Through this, I've learned so much about how easily people can be led and misinformed. And that there are some who just don't or won't try to know or learn about what's happening in the world around them. It's also taught me a lesson about myself. I'll never understand those willing to vote for a convicted felon who was also found liable for sexual assault and is promising to pardon insurrectionists who assaulted police officers.
There have been reports that before the election, most voters preferred Harris' policies over Trump's, as long as they weren't aware of which candidate proposed them. That is very sad. (Wish I could locate the source of this information, but sadly I can't. I'll link it here if I do find it though.)Some recent things Trump said shortly before the election that freaked me out. He said he's going to let RFK, Jr. go wild on food. Go wild on medicine. Go wild on healthcare. Y'all know some of the crazy and weird shit that guy has done? This guy is scary AF! And he's now appointed Secretary of Health and Human Services. Y'all. I can't even.
And Speaker Johnson says there will be a major overhauling of healthcare. Without the ACA, I, and so many of y'all, will likely lose our health insurance. I'll lose the ability to get the treatment needed if I get any recurrence or new cancer. My thyroid issues, diagnosed in 1997, would go back to being my financial (and expensive) responsibility. It could mean the end of coverage for preexisting conditions. But apparently, that's what the majority wants, sadly.
I suspect as we move through Trump's next presidency, so many who voted for him are going to wonder why all kinds of terrible things are happening. They'll be angry about it. Rightfully so. They'll say they didn't know. But his agenda has been no secret. SO many in his own party, decorated military people, and people who worked with him and know him very well have been sounding alarms. But apparently, his MAGA voters just think it's all bullshit what they're saying about him. Fake news. But he's already said so much of it himself.
Believe him.
So, we've got a couple of more months before the shit hits the fan. And time will tell how successful or not he will be in implementing his agenda. Y'all see Trump's cabinet pics so far this week? If he really cares about the country and the people, why is he choosing such outlandish, unqualified, inexperienced people? For the shock value? Well, I do think that's part of it. But it's mostly because these people will do exactly what he expects of them. They will pledge loyalty to him over the Constitution.

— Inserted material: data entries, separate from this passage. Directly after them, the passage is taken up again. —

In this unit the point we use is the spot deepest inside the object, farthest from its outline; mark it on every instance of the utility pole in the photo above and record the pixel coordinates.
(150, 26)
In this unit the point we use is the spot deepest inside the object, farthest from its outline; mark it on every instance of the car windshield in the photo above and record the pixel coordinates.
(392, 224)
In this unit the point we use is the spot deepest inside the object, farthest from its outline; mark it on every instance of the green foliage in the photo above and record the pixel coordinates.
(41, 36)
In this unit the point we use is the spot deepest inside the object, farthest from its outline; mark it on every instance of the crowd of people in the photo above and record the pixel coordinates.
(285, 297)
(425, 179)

And now the GOP will have control of both the House and the Senate. Still think Project 2025 wasn't for real? Still think he has no idea what it is? I am fearful for the future. Fearful for our national security, our healthcare, our reproductive rights, our climate, our economy...for America.
I hope there are enough Republicans opposing Trump to maintain some guardrails, enough to prevent us from becoming a dictatorship.
I've been feeling so sad and abandoned.
I am trying. I will get there. I must. Now that the initial shock has subsided, it's time to remember how to compartmentalize, limit my news exposure and get back to ME. I just felt I had to put this out there, own my missteps and now I'm ready to get out of this dark place.
Maybe it's not too late,
to learn how to love and forget how to hate.